Calculó que pararía en la casa de doña Marina, la señora de las tetas gigantes. Tomás caminó con sumo cuidado. Pasó una casa, quizá la de don Hilario, y llegó a la de la señora tetona. Si sus muchachos estuvieran por ahí, Felipe y Lucho, algo podría hacer, para pedirles que lo dejaran bajar por ahí y volver por la casa de doña Marina. Nadie.

En el patio un mundo de ropa ondeaba. Una sábana se desprendió y fue a parar, una parte al techo y la otra descolgada. Tomás fue por la pelota. Y la señora tetona salió y gritó a sus hijos que alguien se estaba robando las sábanas. Tomás cogió la pelota y huyó. Con tan mala suerte que lo hizo en dirección contraria a su casa.

“Púchica”, se dijo, “ahora estoy más lejos”. Y a lo lejos le pareció oír que su mamá lo llamaba. Ya no se salvaba de una reprimenda.

Estaba al borde del lote emparedado. Pensó en bajar y salir por ahí. El lote estaba tan enmontado que sintió miedo. Con la pelota bajo el brazo, fue al muro que separaba el lote con la casa de atrás. Y lo pasó. En medio del equilibrio le asombró el montón de llantas que había en el patio de esa casa. Por un momento flaqueó, y estuvo a punto de dejar caer la pelota. No la soltó. Siguió y, sin saber cómo, cayó sobre las llantas.

Se levantó con la pelota en la mano y empezó a brincar en las llantas. La puerta de esa casa que daba al patio estaba cerrada, y también las ventanas. Saltó entre las llantas un ratito. Se detuvo. Dudó en regresar. Sintió miedo de volver a pasar por donde las viejas del perro negro.

Brincó, brincó y pensó que era un buen lugar para venir con los muchachos a jugar.

Calculó que era mejor seguir adelante, terminar la cuadra y volver por la calle a la casa.

Brincando llegó a la esquina del patio de las llantas para pasar a la casa siguiente. El otro patio estaba vacío. Solo había botellas en los rincones. Calculó que podía llegar a casa de doña Carmen, llamar a Poncho o al Carajillo, y bajar por allí.

Sintió deseo de llevar la pelota con los pies. La puso en el tejado y la pateó suavemente. La bola, obediente, avanzó. Tomás sintió que jugaba un partido de verdad. La volvió a patear y la bola se fue lejos hacia otra casa. Vio que esta no tenía canal y que iría a parar al patio.

Al llegar al borde observó con terror que ese patio olía a podrido.

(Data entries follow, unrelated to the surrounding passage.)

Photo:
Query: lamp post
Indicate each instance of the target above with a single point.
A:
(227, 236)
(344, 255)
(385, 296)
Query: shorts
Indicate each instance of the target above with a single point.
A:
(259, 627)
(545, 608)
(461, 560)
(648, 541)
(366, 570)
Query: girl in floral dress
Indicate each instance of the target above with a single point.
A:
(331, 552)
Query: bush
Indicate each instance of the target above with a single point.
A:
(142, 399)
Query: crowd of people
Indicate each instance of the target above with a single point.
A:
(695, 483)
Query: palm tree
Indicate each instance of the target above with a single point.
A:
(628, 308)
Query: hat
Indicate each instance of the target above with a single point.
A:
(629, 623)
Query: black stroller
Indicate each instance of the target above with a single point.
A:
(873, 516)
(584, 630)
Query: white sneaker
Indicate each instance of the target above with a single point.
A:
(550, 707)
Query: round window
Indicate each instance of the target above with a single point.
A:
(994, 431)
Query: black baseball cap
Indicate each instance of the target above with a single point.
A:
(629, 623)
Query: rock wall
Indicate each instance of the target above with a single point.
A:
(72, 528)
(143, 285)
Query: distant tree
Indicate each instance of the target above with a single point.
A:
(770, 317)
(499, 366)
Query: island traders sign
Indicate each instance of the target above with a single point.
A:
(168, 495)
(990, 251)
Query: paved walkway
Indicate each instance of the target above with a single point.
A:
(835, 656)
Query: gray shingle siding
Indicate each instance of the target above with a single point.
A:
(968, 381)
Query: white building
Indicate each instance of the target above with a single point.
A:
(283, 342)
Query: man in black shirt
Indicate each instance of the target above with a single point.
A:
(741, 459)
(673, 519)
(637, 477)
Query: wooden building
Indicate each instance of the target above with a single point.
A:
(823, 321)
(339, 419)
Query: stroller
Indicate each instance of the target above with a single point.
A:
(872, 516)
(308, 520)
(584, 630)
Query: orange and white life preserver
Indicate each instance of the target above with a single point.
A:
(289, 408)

El viento pateó la pelota y esta fue a parar en medio de un montón de moscas que revoloteaban en medio de la hediondez. “El carnicero”, se dijo. “La maldita casa del carnicero”.

Debió bajar cuanto antes. “Si don Carlos está, de seguro que afila su cuchillo con mis piernas”. Como pudo bajó, cogió la pelota e iba a subir, cuando esta se le salió de las manos. El viento la arrastró por un montón de huesos y pieles de vacas. Sin embargo, Tomás la cogió y trepó. Don Carlos le increpó:

—Es que no estudias, condenado muchacho.

Tomás vio que el carnicero fue por la escoba para darle con el palo en las piernas.

Como un rayo fue al techo y siguió, mientras don Carlos maldecía lo desocupados que eran los muchachos de ahora. Tomás no pudo evitar sentir un malaire y vomitar. Desfalleció y la pelota le olió a mortecina. Sacó fuerzas y no la soltó.

Quiso beber agua. Valoró que estaba cerca del final de la cuadra. Vio todos los techos y cómo el sol ya se iba. Le faltaban pocas casas. Llegó donde doña Carmen y en el patio estaba el Carajillo.

—¿Me dejas bajar por aquí?

—¿Y qué me das? —dijo el Carajillo.

—Más tarde podemos jugar con esta pelota.

—No —dijo el Carajillo—. Bajas por aquí y me prestas la pelota hasta mañana.

—No puedo, me la acaban de regalar.

—Entonces sigue por el techo.

Y el Carajillo empezó a tirarle piedras y guijarros. Tomás corrió.

—Nos vemos, güevón.

—Nos vemos, marica —contestó el Carajillo lleno de risa.

Y llegó a la casa final.

Tomás vio que el muro por donde acostumbraban a bajar lo habían llenado de picos de botellas y vidrios.